交通事故で大腿骨を骨折して、つらいリハビリや治療を乗り越えたにもかかわらず、後遺障害の等級認定が「非該当」または「想定よりも低い等級」と判断されることがあります。
納得のいかない結果に直面したとき、多くの方が「本当にこのままでいいのだろうか」と悩みます。そんなときに検討したいのが「異議申し立て」です。
本記事では、大腿骨骨折における後遺障害認定の基本から、異議申し立ての具体的な流れ、成功のためのポイントまでを分かりやすく解説しています。
最終更新日: 2025/7/30
Table of Contents
大腿骨骨折で非該当になる理由
大腿骨骨折の後遺障害認定基準
大腿骨骨折の後遺障害認定基準では、骨折が股関節や膝関節の可動域や痛みにどれだけ影響をもたらしたかが主なポイントです。
1. 神経障害(痛みやしびれ)
等級 | 認定基準 |
12級13号 | 局部に頑固な神経症状を残すもの |
14級9号 | 局部に神経症状を残すもの |
大腿骨骨折の神経障害(痛みやしびれ)では、股関節や膝関節の画像検査などで、明確な異常が医学的に証明されると、12級13号に認定される可能性があります。

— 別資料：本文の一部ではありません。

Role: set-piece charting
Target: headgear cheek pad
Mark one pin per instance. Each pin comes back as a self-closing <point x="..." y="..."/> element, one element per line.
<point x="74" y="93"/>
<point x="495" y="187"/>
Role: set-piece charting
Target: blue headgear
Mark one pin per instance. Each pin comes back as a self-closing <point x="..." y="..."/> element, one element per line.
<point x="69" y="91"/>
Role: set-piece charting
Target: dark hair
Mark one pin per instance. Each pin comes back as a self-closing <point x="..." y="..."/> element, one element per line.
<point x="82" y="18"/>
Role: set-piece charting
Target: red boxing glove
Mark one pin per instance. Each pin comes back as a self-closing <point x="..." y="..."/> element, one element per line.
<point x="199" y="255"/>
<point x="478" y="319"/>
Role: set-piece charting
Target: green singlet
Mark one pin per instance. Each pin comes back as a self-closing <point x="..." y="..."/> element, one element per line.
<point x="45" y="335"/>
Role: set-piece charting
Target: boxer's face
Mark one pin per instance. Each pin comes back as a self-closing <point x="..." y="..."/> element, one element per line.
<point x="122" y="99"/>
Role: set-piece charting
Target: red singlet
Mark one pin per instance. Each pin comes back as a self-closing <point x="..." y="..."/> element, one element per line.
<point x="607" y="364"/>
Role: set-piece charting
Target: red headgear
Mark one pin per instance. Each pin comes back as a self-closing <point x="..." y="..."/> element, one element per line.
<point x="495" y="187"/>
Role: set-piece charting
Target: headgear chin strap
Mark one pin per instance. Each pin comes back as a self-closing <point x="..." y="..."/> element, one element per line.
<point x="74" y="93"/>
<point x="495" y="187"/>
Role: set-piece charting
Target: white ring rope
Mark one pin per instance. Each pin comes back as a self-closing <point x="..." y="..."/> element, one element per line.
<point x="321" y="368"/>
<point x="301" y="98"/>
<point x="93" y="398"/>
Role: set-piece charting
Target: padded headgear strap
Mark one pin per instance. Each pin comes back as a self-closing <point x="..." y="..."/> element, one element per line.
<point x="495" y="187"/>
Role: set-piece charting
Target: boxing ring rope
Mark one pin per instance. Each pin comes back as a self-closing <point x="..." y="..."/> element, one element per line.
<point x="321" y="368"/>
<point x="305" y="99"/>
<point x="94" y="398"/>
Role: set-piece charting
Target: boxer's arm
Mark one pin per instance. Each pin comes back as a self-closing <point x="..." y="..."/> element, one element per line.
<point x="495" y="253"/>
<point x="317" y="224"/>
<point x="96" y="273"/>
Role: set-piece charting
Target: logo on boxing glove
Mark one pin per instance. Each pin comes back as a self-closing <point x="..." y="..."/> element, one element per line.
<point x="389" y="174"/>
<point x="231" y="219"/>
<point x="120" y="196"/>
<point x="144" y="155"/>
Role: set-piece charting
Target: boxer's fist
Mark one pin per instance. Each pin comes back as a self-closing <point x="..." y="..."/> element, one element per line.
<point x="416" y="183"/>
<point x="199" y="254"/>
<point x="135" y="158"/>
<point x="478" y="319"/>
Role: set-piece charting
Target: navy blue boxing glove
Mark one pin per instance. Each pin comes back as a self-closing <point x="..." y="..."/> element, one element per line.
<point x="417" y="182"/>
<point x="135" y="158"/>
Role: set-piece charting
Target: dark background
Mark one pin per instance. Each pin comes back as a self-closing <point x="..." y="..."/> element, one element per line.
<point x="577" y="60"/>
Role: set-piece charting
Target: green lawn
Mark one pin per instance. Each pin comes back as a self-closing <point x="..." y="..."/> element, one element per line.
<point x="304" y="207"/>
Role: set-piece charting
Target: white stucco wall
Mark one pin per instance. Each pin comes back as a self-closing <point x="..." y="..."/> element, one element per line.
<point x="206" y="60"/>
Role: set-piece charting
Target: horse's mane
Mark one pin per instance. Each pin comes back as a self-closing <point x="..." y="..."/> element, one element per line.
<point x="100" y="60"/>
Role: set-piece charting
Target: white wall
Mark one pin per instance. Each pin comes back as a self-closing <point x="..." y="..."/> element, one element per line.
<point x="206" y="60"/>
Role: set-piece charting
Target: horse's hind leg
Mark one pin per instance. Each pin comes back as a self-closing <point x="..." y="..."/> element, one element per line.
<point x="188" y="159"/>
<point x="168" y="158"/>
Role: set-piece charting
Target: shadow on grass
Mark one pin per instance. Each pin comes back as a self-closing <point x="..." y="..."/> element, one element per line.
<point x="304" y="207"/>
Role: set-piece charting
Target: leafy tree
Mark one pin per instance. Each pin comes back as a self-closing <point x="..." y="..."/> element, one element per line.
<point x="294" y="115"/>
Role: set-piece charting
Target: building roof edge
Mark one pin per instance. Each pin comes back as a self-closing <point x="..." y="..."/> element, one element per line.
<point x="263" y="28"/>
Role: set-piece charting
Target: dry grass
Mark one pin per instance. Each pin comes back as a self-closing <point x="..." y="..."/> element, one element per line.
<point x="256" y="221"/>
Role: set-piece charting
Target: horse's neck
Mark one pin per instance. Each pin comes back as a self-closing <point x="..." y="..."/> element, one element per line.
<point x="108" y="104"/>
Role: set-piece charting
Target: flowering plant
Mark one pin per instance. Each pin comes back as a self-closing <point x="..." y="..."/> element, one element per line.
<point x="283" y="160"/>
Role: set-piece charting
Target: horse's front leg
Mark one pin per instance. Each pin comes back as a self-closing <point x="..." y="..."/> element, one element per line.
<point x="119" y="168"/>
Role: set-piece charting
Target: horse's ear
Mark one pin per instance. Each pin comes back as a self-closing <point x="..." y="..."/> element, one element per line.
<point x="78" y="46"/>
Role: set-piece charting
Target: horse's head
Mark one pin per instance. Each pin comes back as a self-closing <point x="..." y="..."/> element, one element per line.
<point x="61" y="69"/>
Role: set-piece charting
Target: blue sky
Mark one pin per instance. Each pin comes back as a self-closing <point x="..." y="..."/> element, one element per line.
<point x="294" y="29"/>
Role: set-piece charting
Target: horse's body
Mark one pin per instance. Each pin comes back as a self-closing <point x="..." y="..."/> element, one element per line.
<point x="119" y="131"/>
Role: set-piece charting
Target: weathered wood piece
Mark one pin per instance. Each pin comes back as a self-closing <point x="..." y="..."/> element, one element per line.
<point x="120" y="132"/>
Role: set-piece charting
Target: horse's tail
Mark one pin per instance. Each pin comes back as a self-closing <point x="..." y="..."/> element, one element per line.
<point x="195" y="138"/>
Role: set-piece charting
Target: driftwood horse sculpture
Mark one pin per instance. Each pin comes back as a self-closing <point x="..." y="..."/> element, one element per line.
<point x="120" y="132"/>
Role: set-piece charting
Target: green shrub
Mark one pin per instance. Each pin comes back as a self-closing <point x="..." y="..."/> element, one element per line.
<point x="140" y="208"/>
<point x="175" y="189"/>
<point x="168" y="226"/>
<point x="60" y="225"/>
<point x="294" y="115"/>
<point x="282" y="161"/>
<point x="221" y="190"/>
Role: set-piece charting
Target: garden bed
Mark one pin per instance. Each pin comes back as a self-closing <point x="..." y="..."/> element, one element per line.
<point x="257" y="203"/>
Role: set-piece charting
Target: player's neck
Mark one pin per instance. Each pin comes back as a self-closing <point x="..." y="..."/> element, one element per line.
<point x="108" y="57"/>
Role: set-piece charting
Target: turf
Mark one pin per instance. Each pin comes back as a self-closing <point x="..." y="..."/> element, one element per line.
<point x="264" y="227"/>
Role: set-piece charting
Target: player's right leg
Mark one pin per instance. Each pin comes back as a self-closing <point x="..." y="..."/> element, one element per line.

12級13号が認定されなくても、痛みやしびれなどの症状が医学的に説明可能であれば、14級9号に認定される可能性があります。
2. 機能障害(股関節や膝関節を動かしにくい)
等級 | 認定基準 |
8級7号 | 下肢の三大関節中の一関節の用を廃したもの |
10級11号 | 1下肢の3大関節中の1関節の機能に著しい障害を残すもの |
12級7号 | 1下肢の3大関節中の1関節の機能に障害を残すもの |
股関節や膝関節の可動域制限が、健側の4分の3以下なら12級7号、1/2以下なら10級11号、10%以下(ほぼ動かない)は8級7号に認定される可能性があります。
変形障害(偽関節や変形癒合など、骨の形態異常が画像で確認できるもの)
12級8号:長管骨に変形を残すもの
- 長管骨(大腿骨または脛骨)の骨幹部または骨端部に変形癒合や偽関節が残ったもの
大腿骨骨折では、手術を施行しても偽関節になる可能性があります。また、ロッキングプレートを用いた手術では、部分的にしか骨癒合しないケースも散見されます。
短縮障害(下肢が短くなった)
等級 | 認定基準 |
8級5号 | 1下肢を5センチメートル以上短縮したもの |
10級8号 | 1下肢を3センチメートル以上短縮したもの |
13級8号 | 1下肢を1センチメートル以上短縮したもの |
いずれも下肢の長さはSMDで計測します。SMD(Spina Malleollar Distance:棘果長)は、下肢の長さの計測法のひとつです。骨盤にある上前腸骨棘から足関節の内果(内くるぶし)までの距離をメジャーを用いて計測します。
尚、可能であれば、誤差防止のために長尺レントゲン撮影による計測が望ましいです。
非該当と判断されやすいケース
後遺障害で非該当になりやすいのは、骨癒合が良好で股関節や膝関節の関節面に転位(ずれ)を認めないケースが挙げられます。
大腿骨骨折の異議申し立て手順ガイド
異議申し立ての流れと必要書類
大腿骨骨折で後遺障害等級が非該当・不満の場合は、異議申立書を作成して、前回の認定に不足していた要素を補うために、診断書や画像、医師意見書などを提出します。
前回の認定理由を分析して、非該当や想定した等級よりも低くなった理由を把握します。そして、その理由を覆す医学的な証拠を、論理的に記載することが重要です。
異議申し立ての申請先
異議申立書類の提出先は、初回申請が「事前認定」なら加害者側任意保険会社、「被害者請求」なら加害者側自賠責保険会社です。
窓口となる保険会社を通じて損害保険料率算出機構へ進みます。さらに不服があれば、自賠責・共済紛争処理機構への申立や、裁判手続きも選択肢となります。
異議申し立ての費用と時間は?
異議申立自体は無料ですが、追加検査・診断書発行など医療書類取得に費用がかかるケースがあります。
審査期間は2〜3ヶ月程度が一般的で、初回申請よりもやや長めです。弁護士への依頼は別途費用が発生しますが、専門家に依頼することで認定変更の実現率が高まる傾向にあります。
効果的な異議申し立てのための準備
異議申立の成功には、前回の非該当・低い等級となった理由を正確に把握して、不足していた医証や新しい画像、医師の意見をそろえて再提出することが重要です。
単なる不満ではなく客観的証拠で後遺障害基準を満たすことを説明しましょう。尚、新たな医証の提出が無ければ、後遺障害等級が変更される可能性はありません。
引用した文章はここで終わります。